His desire to take language study seriously in service of gospel mission was no flash in the pan – he served for more than 50 years and into his 80s writing, preaching, debating, urging and making many missionary journeys to North Africa.

Historian Stephen Neill notes that Lull saw three things as necessary for effective cross-cultural mission:[3]

  • Language study – not relying on Latin but learning the heart language of the people to whom he was ministering and encouraging linguistic study more generally.
  • Defence of the faith – Lull wrote much in the Christian apologetic style of the times, arguing with his Muslim friends that the doctrines of the Christian faith were both reasonable and compelling. He wasn’t ashamed of doctrines like the Incarnation and the Trinity but rejoiced to explain them to his sceptical Muslim friends.
  • Sacrificial life – Lull led by example and called all Christians, high and low, to follow him in living sacrificially for the sake of taking the gospel to unbelievers. He said; Missionaries will convert the world by preaching, but also through the shedding of tears and blood, and with great labour, and through a bitter death.

 

Legend has it that he died just such a death after rough handling while preaching Christ to Muslims Moors in Tunis in 1315. A sober reminder that Christian mission is always risky.

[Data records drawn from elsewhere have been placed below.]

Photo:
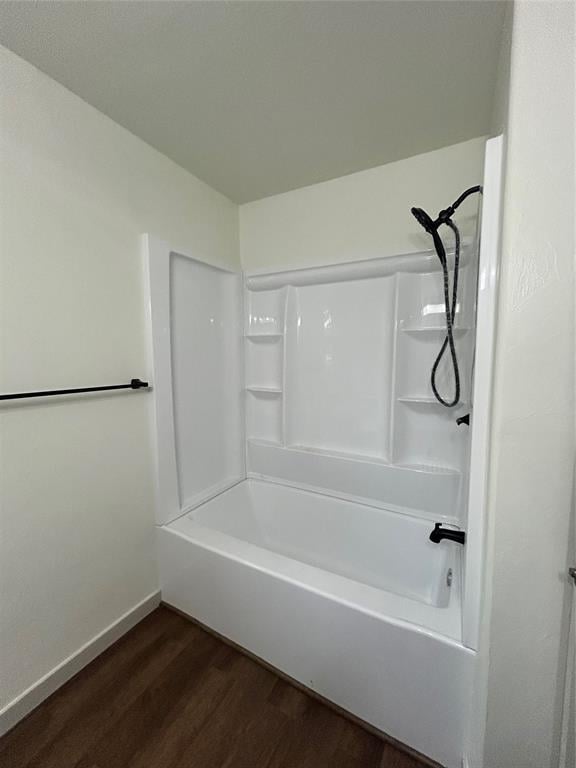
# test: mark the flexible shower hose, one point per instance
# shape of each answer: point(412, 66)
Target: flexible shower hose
point(450, 309)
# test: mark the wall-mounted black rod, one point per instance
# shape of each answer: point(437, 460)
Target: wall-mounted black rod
point(134, 384)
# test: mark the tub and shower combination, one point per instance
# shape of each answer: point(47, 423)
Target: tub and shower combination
point(303, 463)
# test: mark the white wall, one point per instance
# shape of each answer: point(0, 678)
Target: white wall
point(76, 193)
point(361, 216)
point(532, 450)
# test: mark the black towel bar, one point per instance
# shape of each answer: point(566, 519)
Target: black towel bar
point(134, 384)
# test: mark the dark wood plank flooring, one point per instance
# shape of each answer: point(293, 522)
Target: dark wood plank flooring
point(171, 695)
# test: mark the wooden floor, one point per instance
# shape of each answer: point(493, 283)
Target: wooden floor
point(170, 695)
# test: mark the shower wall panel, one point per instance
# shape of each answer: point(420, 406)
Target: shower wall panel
point(339, 351)
point(338, 363)
point(205, 309)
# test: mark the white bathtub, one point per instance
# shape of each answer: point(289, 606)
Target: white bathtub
point(352, 601)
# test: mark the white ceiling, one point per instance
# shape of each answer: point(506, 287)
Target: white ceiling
point(257, 98)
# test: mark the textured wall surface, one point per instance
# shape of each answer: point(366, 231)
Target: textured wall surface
point(77, 191)
point(533, 421)
point(360, 216)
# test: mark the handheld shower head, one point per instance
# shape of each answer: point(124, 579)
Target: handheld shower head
point(423, 219)
point(432, 226)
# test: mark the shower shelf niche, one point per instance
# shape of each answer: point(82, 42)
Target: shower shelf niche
point(427, 400)
point(264, 337)
point(433, 329)
point(337, 379)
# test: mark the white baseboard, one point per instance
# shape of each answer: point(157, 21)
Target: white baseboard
point(23, 704)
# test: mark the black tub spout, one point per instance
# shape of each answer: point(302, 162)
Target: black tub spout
point(440, 533)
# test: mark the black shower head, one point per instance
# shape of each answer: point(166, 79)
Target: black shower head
point(423, 219)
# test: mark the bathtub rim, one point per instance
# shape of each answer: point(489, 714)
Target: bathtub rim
point(442, 623)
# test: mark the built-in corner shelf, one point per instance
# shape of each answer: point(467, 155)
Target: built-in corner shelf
point(264, 337)
point(264, 390)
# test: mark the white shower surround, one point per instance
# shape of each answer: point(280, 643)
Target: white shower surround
point(314, 623)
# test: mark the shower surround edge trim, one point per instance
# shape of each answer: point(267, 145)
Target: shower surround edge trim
point(487, 295)
point(235, 569)
point(423, 260)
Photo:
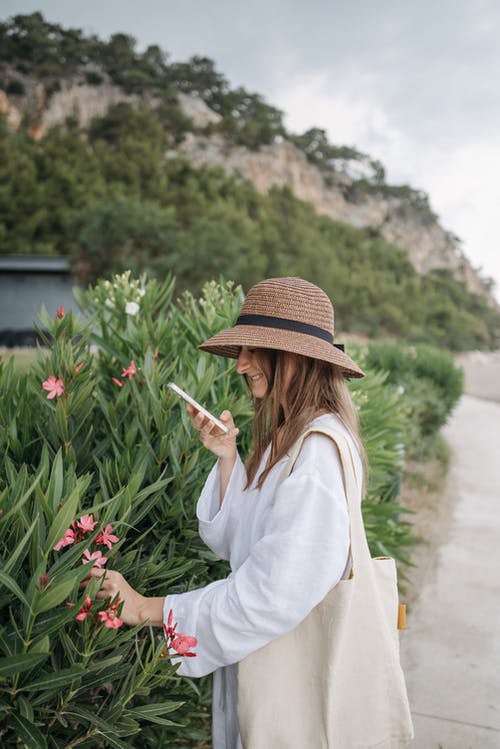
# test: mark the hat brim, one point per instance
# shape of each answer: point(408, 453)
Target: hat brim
point(228, 343)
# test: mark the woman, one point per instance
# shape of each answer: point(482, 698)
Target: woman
point(287, 541)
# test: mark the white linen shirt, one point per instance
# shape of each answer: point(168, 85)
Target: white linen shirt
point(287, 544)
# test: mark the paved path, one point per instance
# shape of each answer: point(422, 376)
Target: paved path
point(451, 652)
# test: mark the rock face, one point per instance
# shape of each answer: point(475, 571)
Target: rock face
point(428, 245)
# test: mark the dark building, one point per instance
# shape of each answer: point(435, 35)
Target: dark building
point(27, 283)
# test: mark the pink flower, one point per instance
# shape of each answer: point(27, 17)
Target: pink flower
point(86, 523)
point(84, 610)
point(181, 644)
point(105, 538)
point(68, 539)
point(55, 387)
point(176, 640)
point(110, 618)
point(96, 558)
point(131, 371)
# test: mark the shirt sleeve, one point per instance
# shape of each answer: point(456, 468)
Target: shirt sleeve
point(300, 556)
point(216, 523)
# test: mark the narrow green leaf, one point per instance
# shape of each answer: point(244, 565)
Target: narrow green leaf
point(63, 519)
point(16, 554)
point(32, 737)
point(54, 492)
point(15, 664)
point(155, 709)
point(55, 679)
point(53, 596)
point(11, 584)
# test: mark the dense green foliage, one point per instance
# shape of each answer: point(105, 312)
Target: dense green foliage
point(126, 454)
point(430, 382)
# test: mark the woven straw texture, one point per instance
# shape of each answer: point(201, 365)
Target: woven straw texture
point(291, 299)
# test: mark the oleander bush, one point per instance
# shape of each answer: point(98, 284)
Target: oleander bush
point(99, 460)
point(429, 382)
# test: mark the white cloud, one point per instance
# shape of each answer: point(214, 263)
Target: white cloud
point(461, 179)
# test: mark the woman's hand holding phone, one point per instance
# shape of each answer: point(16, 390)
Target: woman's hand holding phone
point(220, 444)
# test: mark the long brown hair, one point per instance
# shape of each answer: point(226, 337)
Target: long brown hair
point(292, 401)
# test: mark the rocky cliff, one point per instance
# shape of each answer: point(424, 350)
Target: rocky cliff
point(427, 243)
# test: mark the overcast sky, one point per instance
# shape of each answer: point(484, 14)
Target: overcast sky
point(414, 84)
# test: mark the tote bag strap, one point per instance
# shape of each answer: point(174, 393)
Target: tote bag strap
point(360, 551)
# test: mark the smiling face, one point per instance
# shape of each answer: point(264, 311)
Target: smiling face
point(259, 368)
point(253, 367)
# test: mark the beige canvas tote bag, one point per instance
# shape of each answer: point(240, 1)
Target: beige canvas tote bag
point(334, 682)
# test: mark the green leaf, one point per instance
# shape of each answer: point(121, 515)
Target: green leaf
point(89, 717)
point(41, 646)
point(63, 519)
point(25, 707)
point(11, 584)
point(15, 664)
point(28, 732)
point(9, 564)
point(154, 709)
point(55, 489)
point(55, 594)
point(55, 679)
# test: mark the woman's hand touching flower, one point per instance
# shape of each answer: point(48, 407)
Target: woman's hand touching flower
point(137, 609)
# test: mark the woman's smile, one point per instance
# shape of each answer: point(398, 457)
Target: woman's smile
point(248, 365)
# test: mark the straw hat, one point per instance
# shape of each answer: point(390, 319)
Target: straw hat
point(289, 314)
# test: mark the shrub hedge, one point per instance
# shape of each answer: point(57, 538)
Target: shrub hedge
point(112, 443)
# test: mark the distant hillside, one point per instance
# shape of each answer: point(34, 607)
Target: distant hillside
point(49, 75)
point(123, 159)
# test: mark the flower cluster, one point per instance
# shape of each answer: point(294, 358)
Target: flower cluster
point(53, 386)
point(79, 530)
point(109, 617)
point(123, 290)
point(128, 372)
point(182, 644)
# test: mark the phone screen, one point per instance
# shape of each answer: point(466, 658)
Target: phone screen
point(197, 405)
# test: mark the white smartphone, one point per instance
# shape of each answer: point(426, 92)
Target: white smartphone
point(198, 407)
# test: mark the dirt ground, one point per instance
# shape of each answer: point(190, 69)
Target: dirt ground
point(426, 490)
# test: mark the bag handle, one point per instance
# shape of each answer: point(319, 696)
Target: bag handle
point(360, 552)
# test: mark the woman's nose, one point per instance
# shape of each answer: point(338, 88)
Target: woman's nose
point(242, 361)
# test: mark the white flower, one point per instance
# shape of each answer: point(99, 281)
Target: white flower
point(131, 308)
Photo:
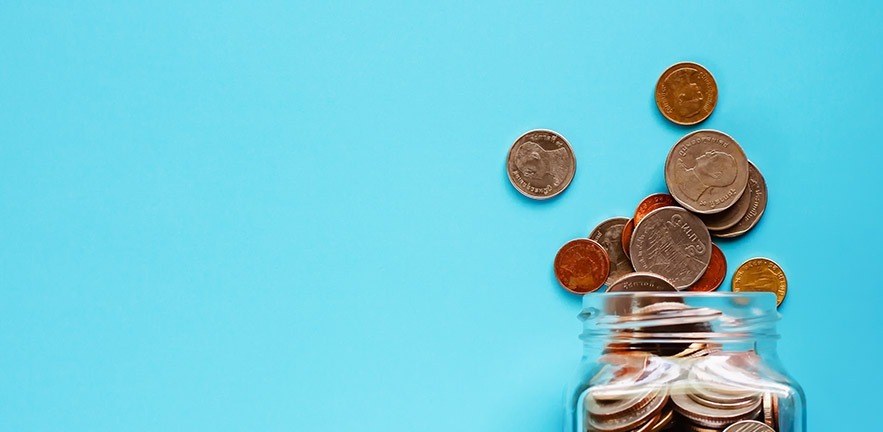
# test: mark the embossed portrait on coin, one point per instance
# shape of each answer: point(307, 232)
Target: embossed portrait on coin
point(711, 169)
point(541, 167)
point(687, 95)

Through his life Lull had known both encouragements and setbacks but his constancy in his desire to communicate the gospel to those who needed it is the reason that Lull is celebrated today as a missionary pioneer and hero.

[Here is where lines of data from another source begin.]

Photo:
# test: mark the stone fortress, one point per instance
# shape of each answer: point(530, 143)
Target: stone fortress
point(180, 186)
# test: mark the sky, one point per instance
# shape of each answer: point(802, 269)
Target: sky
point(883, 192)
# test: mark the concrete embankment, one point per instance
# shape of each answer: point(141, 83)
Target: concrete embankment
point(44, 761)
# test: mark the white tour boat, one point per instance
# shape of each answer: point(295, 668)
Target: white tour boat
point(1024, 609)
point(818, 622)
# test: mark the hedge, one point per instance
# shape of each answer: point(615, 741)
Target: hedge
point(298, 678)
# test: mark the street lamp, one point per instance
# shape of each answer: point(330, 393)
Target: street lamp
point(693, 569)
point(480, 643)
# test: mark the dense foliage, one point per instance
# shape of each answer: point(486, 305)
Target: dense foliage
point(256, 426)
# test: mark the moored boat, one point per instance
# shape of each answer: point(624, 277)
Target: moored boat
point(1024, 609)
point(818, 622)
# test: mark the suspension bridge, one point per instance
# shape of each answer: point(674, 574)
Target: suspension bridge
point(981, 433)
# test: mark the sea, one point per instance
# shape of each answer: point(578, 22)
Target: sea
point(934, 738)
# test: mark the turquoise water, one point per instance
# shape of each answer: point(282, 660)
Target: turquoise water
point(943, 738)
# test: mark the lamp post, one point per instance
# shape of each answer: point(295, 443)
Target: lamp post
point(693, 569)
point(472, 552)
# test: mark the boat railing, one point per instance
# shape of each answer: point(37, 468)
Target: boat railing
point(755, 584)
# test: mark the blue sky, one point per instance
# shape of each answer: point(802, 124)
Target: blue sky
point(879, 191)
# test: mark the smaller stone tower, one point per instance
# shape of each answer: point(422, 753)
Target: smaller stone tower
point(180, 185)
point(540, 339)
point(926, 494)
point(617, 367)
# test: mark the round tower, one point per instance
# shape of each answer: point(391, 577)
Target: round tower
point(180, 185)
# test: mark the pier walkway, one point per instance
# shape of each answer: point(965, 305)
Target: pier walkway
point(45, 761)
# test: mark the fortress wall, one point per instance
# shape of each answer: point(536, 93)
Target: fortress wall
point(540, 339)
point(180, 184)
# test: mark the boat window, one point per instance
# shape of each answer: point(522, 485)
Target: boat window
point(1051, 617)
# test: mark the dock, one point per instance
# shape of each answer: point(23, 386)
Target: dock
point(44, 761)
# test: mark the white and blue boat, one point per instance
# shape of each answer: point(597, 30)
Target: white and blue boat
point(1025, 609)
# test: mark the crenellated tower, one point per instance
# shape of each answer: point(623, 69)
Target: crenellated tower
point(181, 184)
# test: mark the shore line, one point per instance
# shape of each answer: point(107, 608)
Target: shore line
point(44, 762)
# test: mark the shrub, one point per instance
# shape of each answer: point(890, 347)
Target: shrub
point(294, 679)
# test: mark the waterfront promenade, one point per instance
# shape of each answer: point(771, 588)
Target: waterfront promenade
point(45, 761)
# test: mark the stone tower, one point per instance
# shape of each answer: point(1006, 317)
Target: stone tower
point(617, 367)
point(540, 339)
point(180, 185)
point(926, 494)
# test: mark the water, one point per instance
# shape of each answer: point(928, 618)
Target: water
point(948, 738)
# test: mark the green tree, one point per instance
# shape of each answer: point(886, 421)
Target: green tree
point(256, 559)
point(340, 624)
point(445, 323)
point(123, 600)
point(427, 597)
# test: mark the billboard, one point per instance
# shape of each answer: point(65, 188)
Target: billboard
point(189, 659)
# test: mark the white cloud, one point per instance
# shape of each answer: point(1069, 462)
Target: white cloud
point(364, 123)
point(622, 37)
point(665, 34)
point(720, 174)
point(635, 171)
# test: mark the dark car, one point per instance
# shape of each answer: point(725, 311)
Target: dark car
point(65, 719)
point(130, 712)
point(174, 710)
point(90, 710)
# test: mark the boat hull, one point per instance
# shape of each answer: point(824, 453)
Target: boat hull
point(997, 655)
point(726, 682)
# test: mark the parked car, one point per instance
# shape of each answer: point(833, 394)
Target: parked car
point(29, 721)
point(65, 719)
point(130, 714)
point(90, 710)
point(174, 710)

Lull first encountered ‘the religious other’ right in his own back yard, in Mallorca. While many considered these Muslim ‘foreigners’ to be a threat, Lull befriended them, spent time with them, took language seriously with them and communicated Christ to them, knowing several converts during his ministry.

Come to think of it, that’s a pretty fair description of what 2:19 is all about too! For Mallorca read UK towns and cities. For Latin and Arabic read English classes. For Moors read the nations in our own back yards.

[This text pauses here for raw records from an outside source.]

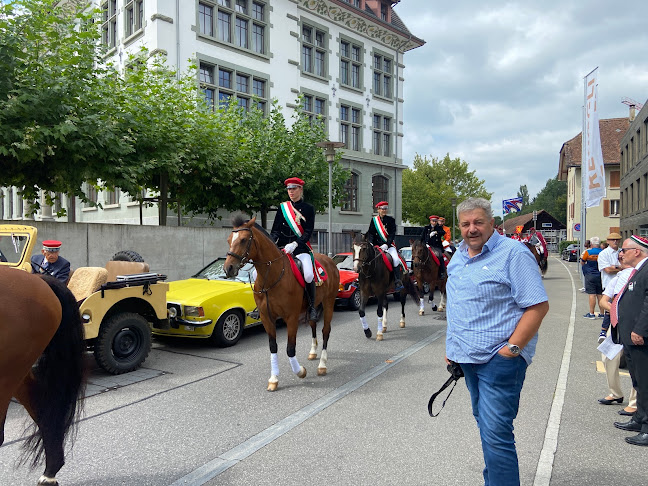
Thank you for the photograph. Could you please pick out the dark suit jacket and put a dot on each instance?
(59, 269)
(633, 307)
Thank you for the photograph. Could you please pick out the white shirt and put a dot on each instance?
(607, 258)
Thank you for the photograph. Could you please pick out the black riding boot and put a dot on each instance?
(310, 295)
(398, 284)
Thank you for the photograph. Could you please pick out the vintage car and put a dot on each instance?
(211, 306)
(348, 292)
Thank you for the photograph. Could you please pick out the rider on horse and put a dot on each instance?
(292, 229)
(432, 237)
(382, 230)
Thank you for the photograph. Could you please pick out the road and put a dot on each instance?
(197, 415)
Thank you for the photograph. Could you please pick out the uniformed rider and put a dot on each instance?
(292, 229)
(382, 230)
(432, 237)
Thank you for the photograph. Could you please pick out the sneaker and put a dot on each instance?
(602, 336)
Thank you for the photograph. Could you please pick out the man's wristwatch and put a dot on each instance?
(513, 348)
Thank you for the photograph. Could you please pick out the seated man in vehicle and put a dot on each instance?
(50, 262)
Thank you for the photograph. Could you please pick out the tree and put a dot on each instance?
(428, 187)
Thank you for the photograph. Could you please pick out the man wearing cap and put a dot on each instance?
(631, 311)
(382, 230)
(432, 237)
(50, 262)
(292, 229)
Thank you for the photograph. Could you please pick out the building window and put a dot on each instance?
(382, 135)
(379, 188)
(350, 64)
(241, 23)
(350, 127)
(351, 193)
(109, 23)
(224, 84)
(314, 50)
(382, 77)
(134, 16)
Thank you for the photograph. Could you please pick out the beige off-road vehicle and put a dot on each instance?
(118, 303)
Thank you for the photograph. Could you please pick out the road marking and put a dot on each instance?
(232, 457)
(545, 463)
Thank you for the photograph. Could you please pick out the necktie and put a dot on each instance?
(614, 310)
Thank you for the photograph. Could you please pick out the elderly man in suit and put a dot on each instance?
(50, 262)
(629, 314)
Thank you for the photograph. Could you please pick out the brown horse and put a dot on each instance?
(278, 294)
(41, 362)
(375, 280)
(426, 270)
(540, 258)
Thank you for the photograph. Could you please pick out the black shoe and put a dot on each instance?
(639, 439)
(630, 425)
(607, 401)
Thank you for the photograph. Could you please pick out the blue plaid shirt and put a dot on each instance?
(487, 295)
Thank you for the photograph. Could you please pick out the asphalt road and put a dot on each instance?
(197, 415)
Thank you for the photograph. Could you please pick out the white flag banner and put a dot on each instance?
(594, 181)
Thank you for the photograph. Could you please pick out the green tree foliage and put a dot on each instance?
(430, 185)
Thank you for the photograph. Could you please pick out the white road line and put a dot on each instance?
(232, 457)
(545, 463)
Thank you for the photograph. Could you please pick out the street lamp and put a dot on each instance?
(454, 205)
(329, 151)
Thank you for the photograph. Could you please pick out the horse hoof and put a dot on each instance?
(302, 372)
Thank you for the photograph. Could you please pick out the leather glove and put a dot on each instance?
(290, 247)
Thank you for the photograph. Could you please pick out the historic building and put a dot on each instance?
(603, 219)
(634, 176)
(345, 57)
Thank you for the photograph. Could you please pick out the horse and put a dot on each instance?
(375, 279)
(540, 258)
(278, 293)
(427, 270)
(41, 363)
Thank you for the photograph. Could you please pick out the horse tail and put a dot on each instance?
(60, 378)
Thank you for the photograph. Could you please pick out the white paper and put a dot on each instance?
(609, 349)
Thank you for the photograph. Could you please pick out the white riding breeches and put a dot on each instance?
(307, 266)
(394, 254)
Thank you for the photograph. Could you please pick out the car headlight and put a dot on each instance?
(194, 311)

For further reading why not get a copy of Samuel Zwemer’s Ramond Lull: First Missionary to the Moslems

 

[1] Jerzy Zdandowski, Saving Sinners, even Moslems (Cambridge: Cambridge Scholars Publishing, 2018), 198.

[2] E.A. Peers, A Life of Ramon Lull (London: Burns, Oats & Washbourne, 1927), 43.

[3] Stephen Neill, A History of Christian Missions (London: Penguin, 1986), 116-7.